Wer bei der Inhaltsangabe des Romans eine wütende Anklageschrift gegen die bis heute ungeschoren davongekommenen Fabrikinhaber erwartet, der dürfte beim Lesen enttäuscht sein. Statt einer Attacke schreibt Mario Desiati eine ruhige und beschauliche Geschichte. Im Mittelpunkt seiner Handlung steht das Miteinander zweier Frauen.
Auf der einen Seite hat man Domenica Orlando, Mimi wie sie von allen genannt wird. Eine ruhige und starke Persönlichkeit, die es schafft, ihre Tochter Arianna alleine großzuziehen und gleichzeitig eine glückliche Kindheit zu bescheren. Sie ist eine Frau, die sich nicht alles gefallen lässt, was vor allem gegen Ende des Romans offensichtlich wird.
Eine Neigung, die sich auch auf ihre Tochter überträgt. Arianna ist genauso wie ihre Mutter stolz und selbstbewusst. Bei ihr bedeutet das, dass sie Jura studiert und sich dann daran macht, das Unrecht, was an ihrer Familie und ihrem Dorf begangen wurde, zu rächen. Sie hakt nach und lässt sich nicht abwimmeln. Sie ist fast so etwas wie die heimliche Heldin in Desiatis Roman.
Fast deshalb, weil die Geschichte keine klaren Helden kennt. Der Autor schafft es, seine Charaktere realistisch darzustellen. Sie leben und haben Ecken und Kanten, Geheimnisse die sie nur selten mit anderen teilen. Dabei gestaltet sich der Handlungsfortschritt ruhig, aber nicht langweilig. Desiati nimmt sich einfach die Zeit, seine Szenen gestalten zu können und seine Figuren sich fortentwickeln zu lassen.

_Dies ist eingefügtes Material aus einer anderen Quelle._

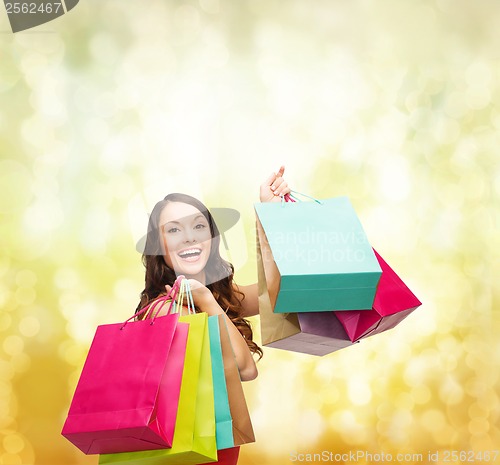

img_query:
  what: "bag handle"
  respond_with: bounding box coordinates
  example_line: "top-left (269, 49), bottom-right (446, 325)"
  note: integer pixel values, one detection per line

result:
top-left (151, 275), bottom-right (196, 324)
top-left (281, 190), bottom-right (323, 206)
top-left (120, 275), bottom-right (185, 330)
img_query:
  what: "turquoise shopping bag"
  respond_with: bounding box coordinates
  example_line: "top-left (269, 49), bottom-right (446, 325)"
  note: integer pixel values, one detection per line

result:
top-left (208, 315), bottom-right (234, 450)
top-left (255, 197), bottom-right (382, 313)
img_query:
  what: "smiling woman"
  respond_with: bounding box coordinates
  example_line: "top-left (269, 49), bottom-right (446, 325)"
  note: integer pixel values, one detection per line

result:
top-left (131, 173), bottom-right (290, 465)
top-left (137, 167), bottom-right (290, 392)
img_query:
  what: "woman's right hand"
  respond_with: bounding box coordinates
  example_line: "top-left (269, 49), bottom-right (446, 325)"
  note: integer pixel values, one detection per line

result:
top-left (260, 165), bottom-right (291, 202)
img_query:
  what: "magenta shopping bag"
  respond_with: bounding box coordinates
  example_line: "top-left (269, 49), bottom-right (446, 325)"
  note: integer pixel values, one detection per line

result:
top-left (334, 250), bottom-right (422, 341)
top-left (62, 299), bottom-right (189, 454)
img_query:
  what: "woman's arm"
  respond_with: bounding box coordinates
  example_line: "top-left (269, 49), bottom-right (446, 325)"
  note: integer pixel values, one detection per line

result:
top-left (235, 166), bottom-right (290, 317)
top-left (234, 283), bottom-right (259, 318)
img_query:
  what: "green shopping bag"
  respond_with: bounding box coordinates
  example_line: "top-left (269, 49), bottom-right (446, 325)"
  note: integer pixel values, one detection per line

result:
top-left (255, 192), bottom-right (382, 313)
top-left (208, 315), bottom-right (234, 450)
top-left (99, 308), bottom-right (217, 465)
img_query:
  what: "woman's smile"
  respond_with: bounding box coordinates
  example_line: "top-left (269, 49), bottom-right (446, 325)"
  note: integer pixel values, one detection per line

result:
top-left (160, 202), bottom-right (212, 282)
top-left (177, 247), bottom-right (202, 263)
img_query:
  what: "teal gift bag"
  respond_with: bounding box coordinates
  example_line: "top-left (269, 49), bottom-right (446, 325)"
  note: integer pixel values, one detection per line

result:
top-left (208, 315), bottom-right (234, 450)
top-left (255, 193), bottom-right (382, 313)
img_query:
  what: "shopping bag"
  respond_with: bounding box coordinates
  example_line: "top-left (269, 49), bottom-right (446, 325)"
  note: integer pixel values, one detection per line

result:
top-left (219, 315), bottom-right (255, 446)
top-left (62, 296), bottom-right (188, 454)
top-left (335, 250), bottom-right (422, 341)
top-left (208, 315), bottom-right (234, 449)
top-left (255, 197), bottom-right (381, 313)
top-left (99, 292), bottom-right (217, 465)
top-left (257, 225), bottom-right (360, 355)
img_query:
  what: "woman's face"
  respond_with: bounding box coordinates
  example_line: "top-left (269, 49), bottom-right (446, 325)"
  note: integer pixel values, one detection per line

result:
top-left (160, 202), bottom-right (212, 283)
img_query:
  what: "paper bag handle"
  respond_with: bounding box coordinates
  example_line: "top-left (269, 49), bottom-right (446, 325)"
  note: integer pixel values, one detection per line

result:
top-left (281, 190), bottom-right (323, 206)
top-left (120, 275), bottom-right (185, 329)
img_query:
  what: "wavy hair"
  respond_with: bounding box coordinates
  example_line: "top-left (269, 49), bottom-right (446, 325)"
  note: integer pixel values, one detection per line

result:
top-left (136, 193), bottom-right (263, 360)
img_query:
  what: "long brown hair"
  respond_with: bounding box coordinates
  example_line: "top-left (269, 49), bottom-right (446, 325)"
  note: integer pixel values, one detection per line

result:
top-left (136, 193), bottom-right (263, 359)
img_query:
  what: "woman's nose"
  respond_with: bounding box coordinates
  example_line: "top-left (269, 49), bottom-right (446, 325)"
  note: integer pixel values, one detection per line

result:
top-left (184, 228), bottom-right (196, 242)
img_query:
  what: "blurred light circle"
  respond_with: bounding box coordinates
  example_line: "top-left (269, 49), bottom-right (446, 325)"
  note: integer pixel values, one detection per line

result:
top-left (0, 160), bottom-right (33, 214)
top-left (2, 433), bottom-right (24, 454)
top-left (15, 286), bottom-right (36, 305)
top-left (19, 316), bottom-right (40, 337)
top-left (16, 270), bottom-right (38, 287)
top-left (2, 334), bottom-right (24, 355)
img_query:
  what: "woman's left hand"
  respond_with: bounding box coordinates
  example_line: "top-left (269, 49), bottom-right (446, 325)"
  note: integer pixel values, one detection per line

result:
top-left (165, 279), bottom-right (219, 314)
top-left (260, 166), bottom-right (290, 202)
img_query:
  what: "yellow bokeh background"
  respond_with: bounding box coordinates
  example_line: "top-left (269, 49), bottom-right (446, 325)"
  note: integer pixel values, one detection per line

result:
top-left (0, 0), bottom-right (500, 465)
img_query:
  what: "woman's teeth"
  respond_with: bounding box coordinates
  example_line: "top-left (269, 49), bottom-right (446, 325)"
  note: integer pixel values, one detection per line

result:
top-left (177, 249), bottom-right (201, 258)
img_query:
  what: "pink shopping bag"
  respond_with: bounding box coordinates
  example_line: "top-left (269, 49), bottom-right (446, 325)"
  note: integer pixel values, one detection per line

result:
top-left (62, 299), bottom-right (189, 454)
top-left (334, 250), bottom-right (422, 341)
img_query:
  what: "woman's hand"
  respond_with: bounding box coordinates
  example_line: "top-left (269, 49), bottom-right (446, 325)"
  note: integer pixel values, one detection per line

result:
top-left (260, 166), bottom-right (290, 202)
top-left (165, 279), bottom-right (221, 315)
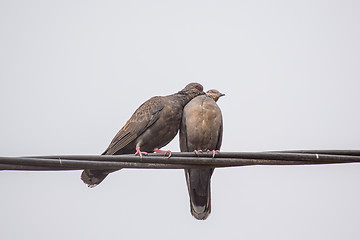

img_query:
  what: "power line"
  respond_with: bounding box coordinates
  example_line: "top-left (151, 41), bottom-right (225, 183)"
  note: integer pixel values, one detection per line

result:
top-left (0, 150), bottom-right (360, 171)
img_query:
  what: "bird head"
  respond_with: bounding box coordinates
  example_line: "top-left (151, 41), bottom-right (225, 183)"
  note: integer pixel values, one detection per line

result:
top-left (206, 89), bottom-right (225, 102)
top-left (179, 83), bottom-right (205, 98)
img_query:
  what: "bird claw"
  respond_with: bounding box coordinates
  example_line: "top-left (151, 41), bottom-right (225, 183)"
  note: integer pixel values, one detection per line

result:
top-left (154, 148), bottom-right (171, 158)
top-left (207, 150), bottom-right (220, 158)
top-left (194, 150), bottom-right (202, 156)
top-left (135, 147), bottom-right (148, 159)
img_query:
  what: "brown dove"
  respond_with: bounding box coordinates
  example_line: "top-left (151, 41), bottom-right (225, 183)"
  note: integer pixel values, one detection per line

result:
top-left (180, 90), bottom-right (225, 220)
top-left (81, 83), bottom-right (205, 187)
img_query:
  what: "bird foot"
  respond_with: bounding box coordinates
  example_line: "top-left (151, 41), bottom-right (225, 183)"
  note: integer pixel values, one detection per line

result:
top-left (194, 150), bottom-right (202, 156)
top-left (207, 150), bottom-right (220, 158)
top-left (154, 148), bottom-right (171, 158)
top-left (135, 147), bottom-right (148, 159)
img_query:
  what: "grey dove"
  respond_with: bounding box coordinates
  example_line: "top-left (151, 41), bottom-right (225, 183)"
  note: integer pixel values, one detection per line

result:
top-left (180, 90), bottom-right (225, 220)
top-left (81, 83), bottom-right (205, 187)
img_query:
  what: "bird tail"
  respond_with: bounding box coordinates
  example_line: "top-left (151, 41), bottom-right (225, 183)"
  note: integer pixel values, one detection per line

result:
top-left (81, 169), bottom-right (113, 188)
top-left (185, 168), bottom-right (214, 220)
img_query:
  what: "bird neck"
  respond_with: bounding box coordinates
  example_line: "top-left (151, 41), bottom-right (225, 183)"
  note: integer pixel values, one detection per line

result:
top-left (172, 92), bottom-right (197, 107)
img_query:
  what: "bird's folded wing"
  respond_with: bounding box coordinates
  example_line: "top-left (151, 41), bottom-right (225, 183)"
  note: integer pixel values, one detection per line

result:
top-left (103, 97), bottom-right (164, 155)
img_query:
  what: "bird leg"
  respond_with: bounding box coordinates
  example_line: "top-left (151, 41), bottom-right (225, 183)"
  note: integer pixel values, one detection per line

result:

Ein beeindruckendes Buch, das gerade deswegen am Ende eine unglaubliche Wucht entwickelt. Deshalb wird es auch als "Klassiker" bewertet und erhält den "Splashhit".
Fazit:
"Zementfasern" ist das Deutschlanddebüt von Mario Desiati. Der Autor schreibt auf ruhige Art eine Geschichte, die langsam eine unglaubliche Wucht entwickelt. Dabei konzentriert er sich vor allem auf das Miteinander seiner Protagonisten. Sowohl Mimi als auch ihre Tochter Arianna überzeugen und sind gut geschrieben. Dabei wirken sie sehr realistisch.